HUKUKİ KIYMETLENDİRME:
Anayasa ve İdari Yargılama Yordamı Kanununda yer alan, yönetimin takdir yetkisini kaldıracak halde yargı kararı verilemeyeceği kuralı, takdir yetkisine dayanılarak yapılan süreçlerin yargı kontrolü dışında kalacağı manasına gelmemektedir. Bu sebeple, yönetimin takdir yetkisinin hukuka Müsait kullanılıp kullanılmadığı, idari yargı mercilerince denetlenmektedir.

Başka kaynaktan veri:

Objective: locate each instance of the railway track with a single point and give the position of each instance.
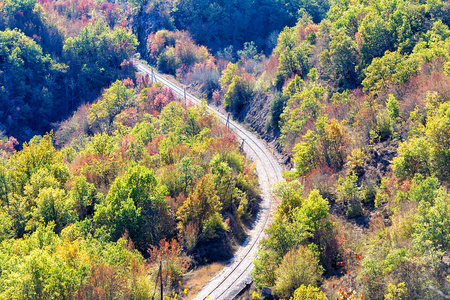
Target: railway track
(236, 275)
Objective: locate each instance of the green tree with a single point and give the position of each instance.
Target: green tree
(135, 203)
(201, 206)
(115, 99)
(309, 293)
(299, 267)
(96, 54)
(339, 61)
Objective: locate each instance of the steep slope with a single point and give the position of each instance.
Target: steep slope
(236, 275)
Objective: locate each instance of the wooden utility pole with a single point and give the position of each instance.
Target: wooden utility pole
(160, 278)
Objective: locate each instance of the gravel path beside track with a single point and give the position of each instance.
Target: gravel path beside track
(236, 275)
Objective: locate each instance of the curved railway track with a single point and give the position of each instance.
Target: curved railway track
(236, 275)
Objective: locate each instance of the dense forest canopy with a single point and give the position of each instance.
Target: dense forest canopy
(355, 94)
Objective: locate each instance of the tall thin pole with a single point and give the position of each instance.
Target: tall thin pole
(160, 277)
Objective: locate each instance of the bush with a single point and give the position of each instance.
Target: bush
(299, 267)
(309, 293)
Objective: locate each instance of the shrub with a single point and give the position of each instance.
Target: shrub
(299, 267)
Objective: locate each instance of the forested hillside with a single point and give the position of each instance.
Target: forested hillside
(152, 176)
(354, 94)
(55, 56)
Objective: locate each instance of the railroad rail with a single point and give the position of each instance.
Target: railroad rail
(236, 275)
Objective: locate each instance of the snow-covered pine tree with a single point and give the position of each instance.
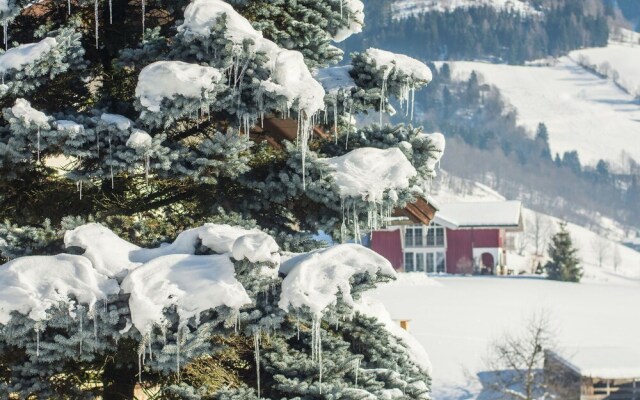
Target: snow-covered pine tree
(147, 117)
(564, 264)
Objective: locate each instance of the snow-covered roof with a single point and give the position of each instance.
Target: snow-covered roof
(601, 362)
(485, 214)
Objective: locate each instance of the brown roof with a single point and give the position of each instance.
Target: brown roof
(418, 212)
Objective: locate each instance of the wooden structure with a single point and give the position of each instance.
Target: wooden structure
(593, 374)
(422, 211)
(276, 130)
(455, 238)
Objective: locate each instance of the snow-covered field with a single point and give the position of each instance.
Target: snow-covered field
(405, 8)
(582, 111)
(607, 241)
(456, 318)
(621, 59)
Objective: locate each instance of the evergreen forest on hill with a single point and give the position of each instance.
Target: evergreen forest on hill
(486, 32)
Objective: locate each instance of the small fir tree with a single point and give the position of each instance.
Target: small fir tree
(148, 116)
(564, 264)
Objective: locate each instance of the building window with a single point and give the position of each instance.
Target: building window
(417, 237)
(440, 263)
(430, 263)
(435, 236)
(439, 236)
(420, 262)
(408, 262)
(413, 237)
(408, 237)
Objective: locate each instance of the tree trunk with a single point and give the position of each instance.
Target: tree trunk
(119, 382)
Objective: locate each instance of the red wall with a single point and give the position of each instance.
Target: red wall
(389, 245)
(460, 245)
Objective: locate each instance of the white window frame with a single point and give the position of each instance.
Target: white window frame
(427, 254)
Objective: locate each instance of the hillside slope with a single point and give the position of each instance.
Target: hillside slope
(404, 8)
(582, 111)
(618, 61)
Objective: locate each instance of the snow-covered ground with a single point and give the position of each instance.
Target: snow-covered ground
(607, 241)
(405, 8)
(619, 61)
(456, 318)
(582, 111)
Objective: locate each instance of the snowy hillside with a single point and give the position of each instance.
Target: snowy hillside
(456, 319)
(591, 245)
(582, 111)
(405, 8)
(619, 61)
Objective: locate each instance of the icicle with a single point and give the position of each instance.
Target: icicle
(95, 326)
(256, 344)
(80, 309)
(5, 30)
(346, 145)
(111, 164)
(144, 11)
(335, 118)
(383, 92)
(140, 362)
(38, 145)
(413, 101)
(37, 328)
(316, 345)
(97, 23)
(178, 353)
(147, 163)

İdarelere takdir yetkisi tanınan hallerde yönetimin bu bahiste yargı kararı ile zorlanamayacağı, öbür bir tabirle idari süreç niteliğinde yargı kararı verilemeyeceği, lakin bu takdir yetkisinin de mutlak olmayıp, halk faydası ve hizmet gerekleriyle sonlu olduğu, takdire dayanan süreçlerin Sebep ve niyet bakımından yargı kontrolüne bağlı bulunduğu hususu Aleni ise de, yönetimin bu takdir yetkisinin kontrolünde; vazifenin niteliği, hizmet alanı üzere koşulların halk faydası da gözetilerek değerlendirileceği tartışmasızdır.

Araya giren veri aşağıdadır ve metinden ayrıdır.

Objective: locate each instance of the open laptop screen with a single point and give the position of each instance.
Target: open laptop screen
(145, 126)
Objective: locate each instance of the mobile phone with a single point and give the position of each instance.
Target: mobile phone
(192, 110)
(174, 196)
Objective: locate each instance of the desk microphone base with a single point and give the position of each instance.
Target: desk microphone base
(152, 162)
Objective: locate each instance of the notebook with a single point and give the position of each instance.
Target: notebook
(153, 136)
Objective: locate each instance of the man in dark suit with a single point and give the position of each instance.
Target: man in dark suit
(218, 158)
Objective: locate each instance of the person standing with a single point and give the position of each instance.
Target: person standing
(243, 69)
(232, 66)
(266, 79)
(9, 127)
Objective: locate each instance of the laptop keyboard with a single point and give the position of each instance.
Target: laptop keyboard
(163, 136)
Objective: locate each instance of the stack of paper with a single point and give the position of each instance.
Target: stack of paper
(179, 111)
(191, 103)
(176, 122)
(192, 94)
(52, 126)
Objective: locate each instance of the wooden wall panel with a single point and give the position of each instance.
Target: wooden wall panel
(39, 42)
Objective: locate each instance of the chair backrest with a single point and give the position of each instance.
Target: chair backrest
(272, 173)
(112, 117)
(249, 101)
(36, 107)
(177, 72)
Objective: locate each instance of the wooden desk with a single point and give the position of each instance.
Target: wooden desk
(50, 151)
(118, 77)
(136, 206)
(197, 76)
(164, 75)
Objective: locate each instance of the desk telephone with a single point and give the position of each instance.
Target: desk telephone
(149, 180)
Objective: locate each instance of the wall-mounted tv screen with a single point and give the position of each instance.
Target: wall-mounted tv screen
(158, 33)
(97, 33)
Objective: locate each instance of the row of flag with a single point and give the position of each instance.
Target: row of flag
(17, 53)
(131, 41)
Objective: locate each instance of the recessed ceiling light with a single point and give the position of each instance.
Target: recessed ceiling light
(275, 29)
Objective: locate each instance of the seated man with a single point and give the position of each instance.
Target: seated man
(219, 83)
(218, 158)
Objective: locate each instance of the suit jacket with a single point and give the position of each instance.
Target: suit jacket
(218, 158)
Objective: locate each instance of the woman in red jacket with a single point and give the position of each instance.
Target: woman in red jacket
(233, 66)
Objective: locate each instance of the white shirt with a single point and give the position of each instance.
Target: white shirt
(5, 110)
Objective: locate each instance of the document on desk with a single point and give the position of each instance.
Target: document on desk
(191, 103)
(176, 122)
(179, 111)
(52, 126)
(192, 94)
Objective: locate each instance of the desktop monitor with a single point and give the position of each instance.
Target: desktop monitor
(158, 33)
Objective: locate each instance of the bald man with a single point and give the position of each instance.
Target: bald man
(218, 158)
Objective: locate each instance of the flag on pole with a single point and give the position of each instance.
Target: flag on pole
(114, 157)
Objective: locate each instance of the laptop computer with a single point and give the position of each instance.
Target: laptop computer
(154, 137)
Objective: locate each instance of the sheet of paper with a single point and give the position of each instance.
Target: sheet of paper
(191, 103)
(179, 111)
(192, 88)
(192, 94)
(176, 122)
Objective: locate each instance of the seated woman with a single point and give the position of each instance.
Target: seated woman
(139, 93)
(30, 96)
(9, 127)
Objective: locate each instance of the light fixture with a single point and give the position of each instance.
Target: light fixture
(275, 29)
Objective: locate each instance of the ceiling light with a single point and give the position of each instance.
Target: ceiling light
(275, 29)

Dava konusu bilgi ve dokümanların incelenmesi sonucunda, davacının danışmanlık misyonunu yürütmediğine ait tezlerin var olduğu dilekçelerin 2014 tarihli olduğu ve Laf konusu savların soruşturulması nihayetinde verilen disiplin cezasının Marmara Üniversitesi Rektörlüğü’nün 04.09.2014 tarihli kararıyla kaldırıldığı, ayrıyeten ilgili mevzuatta araştırma vazifelisi olarak misyon yapanların Öbür bir üniversitede kendi alanında yahut Öbür bir alanda doktora yapmasını engelleyici bir kararın yer almadığı anlaşılmıştır. Bu nedenle davacının Öbür Üniversitede Öbür alanda doktora eğitimi alıyor olmasının dava konusu sürecin Sebep ögesini oluşturamayacağı, davalı yönetim tarafından sunulan davacının başarısız olduğuna ait argümanların da somut destekler sunularak net olarak ortaya konulamadığı konuları göz önüne alındığında dava konusu sürecin Sebep ögesinin kâfi olmadığı anlaşıldığından, dava konusu süreçte hukuka uyarlık, davanın reddine ait temyize bahis kararda tüzel isabet görülmemiştir.
KARAR SONUCU:
Açıklanan nedenlerle;
1. 2577 sayılı Kanun’un 49. hususuna Müsait bulunan temyiz isteminin kabulüne,
2. . Bölge idare Mahkemesi … İdari Dava Dairesinin . gün ve E:., K:. sayılı kararının BOZULMASINA,
3. Kullanılmayan . TL yürütmeyi durdurma harcının istemi halinde davacıya iadesine,
4. Yine bir karar verilmek üzere belgenin . Bölge idare Mahkemesi … İdari Dava Dairesine gönderilmesine, 25/05/2022 tarihinde Kesin olarak oybirliği ile karar verildi.